State’s infection rate still sixth in nation; Beshear blames later Omicron surge and legislature’s removal of his prevention powers

Chart shows how Kentucky’s daily vaccination rate has declined over the last two months.

By Melissa Patrick
Kentucky Health News

The metrics used to measure the pandemic in Kentucky continue on a downward trend, but the state’s infection rate remains among the highest in the nation and Gov. Andy Beshear continues to advise caution.

“We’re still heading in the right direction and I’m grateful for that,” he said Thursday. “But … we just had the fifth highest week, we’re still over 20 percent in positivity. People need to be careful for a little bit longer.”

Beshear was asked about the pandemic his weekly “Team Kentucky” press conference, where he did not bring it up on his own, which is not typical.

Kentucky reported 6,967 new coronavirus cases Thursday, bringing the seven-day rolling average to 6,053, down 210 from Thursday, and 30% in a week. Of today’s new cases, nearly 25% were in people 18 and younger.
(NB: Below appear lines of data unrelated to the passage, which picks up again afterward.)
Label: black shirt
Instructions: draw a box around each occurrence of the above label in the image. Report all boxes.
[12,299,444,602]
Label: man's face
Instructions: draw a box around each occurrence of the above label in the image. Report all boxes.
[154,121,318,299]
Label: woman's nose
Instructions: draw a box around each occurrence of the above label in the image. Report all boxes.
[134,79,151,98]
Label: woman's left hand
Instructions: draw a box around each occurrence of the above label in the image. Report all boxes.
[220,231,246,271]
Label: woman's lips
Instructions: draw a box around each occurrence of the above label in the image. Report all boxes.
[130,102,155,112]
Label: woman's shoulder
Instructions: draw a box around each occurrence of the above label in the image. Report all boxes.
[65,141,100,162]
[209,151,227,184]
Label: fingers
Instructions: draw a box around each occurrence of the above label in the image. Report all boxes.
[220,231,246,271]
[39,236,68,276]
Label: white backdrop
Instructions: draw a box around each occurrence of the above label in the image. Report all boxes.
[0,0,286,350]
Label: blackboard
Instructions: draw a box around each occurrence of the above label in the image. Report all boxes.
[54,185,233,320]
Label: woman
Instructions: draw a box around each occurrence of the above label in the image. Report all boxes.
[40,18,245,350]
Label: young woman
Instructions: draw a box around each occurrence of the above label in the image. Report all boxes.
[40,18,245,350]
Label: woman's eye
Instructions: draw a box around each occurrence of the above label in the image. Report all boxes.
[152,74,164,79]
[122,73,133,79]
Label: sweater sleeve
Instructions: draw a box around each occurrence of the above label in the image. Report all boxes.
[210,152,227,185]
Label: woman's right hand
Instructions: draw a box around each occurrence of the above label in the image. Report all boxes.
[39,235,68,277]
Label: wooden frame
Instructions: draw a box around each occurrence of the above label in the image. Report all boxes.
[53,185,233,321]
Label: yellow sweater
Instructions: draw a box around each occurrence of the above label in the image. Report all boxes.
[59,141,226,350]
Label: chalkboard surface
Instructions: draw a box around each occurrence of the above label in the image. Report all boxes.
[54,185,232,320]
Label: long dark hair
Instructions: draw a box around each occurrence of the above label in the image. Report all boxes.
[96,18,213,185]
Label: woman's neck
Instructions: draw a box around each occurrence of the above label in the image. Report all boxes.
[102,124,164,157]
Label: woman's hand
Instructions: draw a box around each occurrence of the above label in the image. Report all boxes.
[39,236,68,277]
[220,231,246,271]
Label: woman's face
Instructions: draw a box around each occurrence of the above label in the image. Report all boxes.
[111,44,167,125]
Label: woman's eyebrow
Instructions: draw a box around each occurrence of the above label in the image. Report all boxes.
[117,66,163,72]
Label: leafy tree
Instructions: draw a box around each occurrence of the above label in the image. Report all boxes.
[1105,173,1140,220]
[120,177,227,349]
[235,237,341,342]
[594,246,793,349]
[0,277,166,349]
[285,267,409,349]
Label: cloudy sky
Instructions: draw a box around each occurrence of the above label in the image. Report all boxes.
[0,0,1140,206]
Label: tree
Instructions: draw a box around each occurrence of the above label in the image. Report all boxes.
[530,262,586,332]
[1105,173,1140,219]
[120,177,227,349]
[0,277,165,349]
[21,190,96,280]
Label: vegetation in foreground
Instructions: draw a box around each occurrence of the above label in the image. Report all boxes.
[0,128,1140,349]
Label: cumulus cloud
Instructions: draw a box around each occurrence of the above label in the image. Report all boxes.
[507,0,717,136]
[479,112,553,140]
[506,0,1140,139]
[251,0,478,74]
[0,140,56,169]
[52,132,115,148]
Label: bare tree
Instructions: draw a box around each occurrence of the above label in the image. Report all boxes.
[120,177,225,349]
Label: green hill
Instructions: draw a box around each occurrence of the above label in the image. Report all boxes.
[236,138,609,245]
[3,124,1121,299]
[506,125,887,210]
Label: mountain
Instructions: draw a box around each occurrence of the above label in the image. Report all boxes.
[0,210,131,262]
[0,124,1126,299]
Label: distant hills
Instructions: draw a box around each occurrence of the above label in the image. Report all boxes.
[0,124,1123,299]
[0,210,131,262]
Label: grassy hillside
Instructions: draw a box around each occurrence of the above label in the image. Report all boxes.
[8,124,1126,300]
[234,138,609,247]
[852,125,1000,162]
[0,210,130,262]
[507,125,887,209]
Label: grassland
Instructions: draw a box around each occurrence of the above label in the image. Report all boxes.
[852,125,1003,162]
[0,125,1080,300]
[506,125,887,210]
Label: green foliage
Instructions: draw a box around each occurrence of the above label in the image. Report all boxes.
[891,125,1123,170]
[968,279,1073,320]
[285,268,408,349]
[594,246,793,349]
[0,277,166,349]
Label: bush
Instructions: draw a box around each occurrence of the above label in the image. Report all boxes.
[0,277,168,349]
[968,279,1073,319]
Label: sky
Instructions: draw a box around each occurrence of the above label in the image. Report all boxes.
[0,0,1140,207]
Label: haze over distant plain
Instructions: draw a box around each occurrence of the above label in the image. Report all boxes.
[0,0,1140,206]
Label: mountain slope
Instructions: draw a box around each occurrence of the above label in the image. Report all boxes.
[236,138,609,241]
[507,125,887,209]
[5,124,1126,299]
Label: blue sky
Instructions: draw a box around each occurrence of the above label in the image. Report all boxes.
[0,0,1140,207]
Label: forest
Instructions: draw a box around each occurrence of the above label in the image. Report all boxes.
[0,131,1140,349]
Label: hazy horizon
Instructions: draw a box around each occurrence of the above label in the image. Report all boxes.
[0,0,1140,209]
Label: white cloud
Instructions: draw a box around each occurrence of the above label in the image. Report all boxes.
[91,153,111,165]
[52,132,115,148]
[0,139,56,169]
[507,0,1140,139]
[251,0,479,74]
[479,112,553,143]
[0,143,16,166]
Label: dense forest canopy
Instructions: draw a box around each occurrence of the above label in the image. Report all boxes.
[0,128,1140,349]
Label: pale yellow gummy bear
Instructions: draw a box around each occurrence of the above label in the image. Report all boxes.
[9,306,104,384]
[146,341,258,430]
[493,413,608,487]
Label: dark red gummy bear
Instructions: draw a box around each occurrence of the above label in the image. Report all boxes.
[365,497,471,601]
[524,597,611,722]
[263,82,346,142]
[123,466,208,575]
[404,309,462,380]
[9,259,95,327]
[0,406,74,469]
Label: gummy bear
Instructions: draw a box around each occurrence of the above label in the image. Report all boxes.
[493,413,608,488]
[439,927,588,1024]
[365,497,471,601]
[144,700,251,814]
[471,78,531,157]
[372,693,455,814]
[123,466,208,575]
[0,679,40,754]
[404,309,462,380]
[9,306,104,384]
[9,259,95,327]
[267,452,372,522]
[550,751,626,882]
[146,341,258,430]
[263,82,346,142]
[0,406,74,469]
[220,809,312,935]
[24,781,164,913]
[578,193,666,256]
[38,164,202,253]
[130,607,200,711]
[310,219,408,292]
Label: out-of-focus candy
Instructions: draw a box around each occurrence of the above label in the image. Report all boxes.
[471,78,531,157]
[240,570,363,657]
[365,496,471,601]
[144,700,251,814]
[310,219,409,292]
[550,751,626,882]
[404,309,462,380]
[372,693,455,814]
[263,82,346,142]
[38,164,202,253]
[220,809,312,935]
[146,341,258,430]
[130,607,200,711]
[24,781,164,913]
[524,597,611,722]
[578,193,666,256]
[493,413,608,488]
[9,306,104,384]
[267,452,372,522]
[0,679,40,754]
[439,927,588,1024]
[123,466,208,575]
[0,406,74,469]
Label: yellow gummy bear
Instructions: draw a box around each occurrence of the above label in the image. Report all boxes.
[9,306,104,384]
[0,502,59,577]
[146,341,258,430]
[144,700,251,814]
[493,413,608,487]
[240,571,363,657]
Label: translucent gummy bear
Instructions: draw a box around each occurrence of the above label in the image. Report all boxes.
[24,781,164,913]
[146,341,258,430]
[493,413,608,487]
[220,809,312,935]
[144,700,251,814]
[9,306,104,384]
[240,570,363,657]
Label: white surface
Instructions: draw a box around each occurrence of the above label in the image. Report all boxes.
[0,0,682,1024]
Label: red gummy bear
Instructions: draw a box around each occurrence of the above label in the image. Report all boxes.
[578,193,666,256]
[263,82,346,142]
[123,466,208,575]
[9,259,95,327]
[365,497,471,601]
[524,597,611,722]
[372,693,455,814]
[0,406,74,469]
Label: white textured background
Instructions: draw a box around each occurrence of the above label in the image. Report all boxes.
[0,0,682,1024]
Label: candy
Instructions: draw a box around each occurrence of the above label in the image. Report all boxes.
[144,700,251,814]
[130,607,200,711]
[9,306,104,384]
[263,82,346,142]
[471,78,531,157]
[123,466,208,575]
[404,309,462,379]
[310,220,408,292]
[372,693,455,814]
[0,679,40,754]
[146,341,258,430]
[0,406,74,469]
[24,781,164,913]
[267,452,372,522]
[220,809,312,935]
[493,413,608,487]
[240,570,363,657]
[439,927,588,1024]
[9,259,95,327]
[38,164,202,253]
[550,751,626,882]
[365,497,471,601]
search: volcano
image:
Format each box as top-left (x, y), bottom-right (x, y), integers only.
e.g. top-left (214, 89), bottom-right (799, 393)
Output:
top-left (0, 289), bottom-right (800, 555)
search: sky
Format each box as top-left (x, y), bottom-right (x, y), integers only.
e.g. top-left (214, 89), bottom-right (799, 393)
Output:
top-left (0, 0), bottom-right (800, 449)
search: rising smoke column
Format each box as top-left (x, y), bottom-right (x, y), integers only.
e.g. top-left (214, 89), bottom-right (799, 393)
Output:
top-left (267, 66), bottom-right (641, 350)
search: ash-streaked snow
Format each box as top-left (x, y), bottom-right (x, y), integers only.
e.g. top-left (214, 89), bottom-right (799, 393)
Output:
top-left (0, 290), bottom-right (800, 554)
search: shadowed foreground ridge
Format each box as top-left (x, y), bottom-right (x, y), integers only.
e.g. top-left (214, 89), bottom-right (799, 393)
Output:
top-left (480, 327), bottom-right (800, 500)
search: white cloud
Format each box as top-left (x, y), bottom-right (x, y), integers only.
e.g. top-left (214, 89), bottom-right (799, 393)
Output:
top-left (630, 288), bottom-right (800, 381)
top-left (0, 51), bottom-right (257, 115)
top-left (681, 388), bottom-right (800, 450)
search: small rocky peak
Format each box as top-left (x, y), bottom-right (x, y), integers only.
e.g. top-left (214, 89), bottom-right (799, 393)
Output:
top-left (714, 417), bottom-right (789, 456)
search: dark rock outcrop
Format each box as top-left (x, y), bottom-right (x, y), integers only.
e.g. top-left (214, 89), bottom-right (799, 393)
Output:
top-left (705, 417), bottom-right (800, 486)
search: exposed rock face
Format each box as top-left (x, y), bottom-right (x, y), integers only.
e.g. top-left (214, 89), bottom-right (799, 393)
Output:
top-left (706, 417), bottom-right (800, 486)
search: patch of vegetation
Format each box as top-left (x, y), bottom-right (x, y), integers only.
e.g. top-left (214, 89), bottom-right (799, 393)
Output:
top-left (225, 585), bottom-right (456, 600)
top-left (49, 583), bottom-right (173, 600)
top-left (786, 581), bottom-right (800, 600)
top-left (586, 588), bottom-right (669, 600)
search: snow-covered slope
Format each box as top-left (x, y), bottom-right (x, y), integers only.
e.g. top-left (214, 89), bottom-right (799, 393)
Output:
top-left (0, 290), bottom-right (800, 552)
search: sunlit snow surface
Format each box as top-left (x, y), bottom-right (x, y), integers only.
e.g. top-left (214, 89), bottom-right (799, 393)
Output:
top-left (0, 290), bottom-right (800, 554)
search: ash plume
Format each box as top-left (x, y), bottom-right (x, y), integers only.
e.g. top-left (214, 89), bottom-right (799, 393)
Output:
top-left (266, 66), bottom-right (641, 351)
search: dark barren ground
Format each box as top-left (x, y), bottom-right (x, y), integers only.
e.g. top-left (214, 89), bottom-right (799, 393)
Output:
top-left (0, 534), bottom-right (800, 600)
The state’s seven-day infection rate also fell again, to 87.73 daily cases per 100,000 residents. It was 96.28 on Wednesday. In the last week, eight counties have had more than 200 daily cases per 100,000 residents: Owsley, 275; Wolfe, 247.5; Estill, 239; Clay, 233; Lee, 220; Leslie, 205; Perry, 205; and Letcher, 200.

On the state’s infection map, four counties have moved out of the red zone for counties with more than 25 cases per 100,000 residents, which is considered a high level of transmission. They are Campbell, with 24 daily cases per 100,000; Kenton, 22; Grant, 21; and Carlisle, 18.

The New York Times still ranks Kentucky’s infection rate sixth among states, even with a 59% drop in cases in the last 14 days.

Asked why the rate ranks so high, Beshear said one reason is that Kentucky got hit later with the Omicron variants, making the decline in cases would come later. Another reason, he said, is that the General Assembly took away some of his ability to mitigate the virus, which other states have had.

“Certainly, you know, in this spike we didn’t have the same tools available to us as we had in previous ones and that may explain why others go down a little bit faster,” he said. Some school districts have made masks optional; the legislature took away Beshear’s power to require masks in schools or public settings.

The governor did not mention the state’s lower Covid-19 vaccination rate as a reason for the infection rate ranking so high. Becker’s Hospital Review, using CDC data, ranks Kentucky 37th among the states for the percentage of its population fully vaccinated against Covid-19.

Research shows that unvaccinated people face the highest risks of becoming sick with Covid-19 and that every additional shot you get adds to your protection, with those who are boosted having the greatest protection from severe illness and death.

Kentucky has 2.5 million fully vaccinated people, or 55% of the population, and 1,047,854 Kentuckians have been boosted, or 42% of the eligible population. At least 2.86 million Kentuckians have received at least one dose of a vaccine, 64% of the total population.

The state’s daily vaccination rate has gradually declined for weeks and is the lowest since vaccines became widely available, with the possible exception of holiday periods. The Washington Post reports that Kentucky’s seven-day average is 4,901, 25% less than the week before.

The share of Kentuckians testing positive for the virus in the past seven days has declined for 18 straight days, to 21.16%. A slight dip from Wednesday’s rate of 21.99%.

Hospitals reported 2,117 Covid-19 patients, down 25 from Thursday, with 394 in intensive care and 195 on mechanical ventilation (both down five).

Nine of the state’s 10 hospital regions are using at least 80% of their intensive care beds, with five of them above 90%. Two regions are at 100% capacity: Northern Kentucky and Lake Cumberland.

The state reported 38 more Covid-19 deaths, bringing Kentucky’s pandemic death toll to 13,254.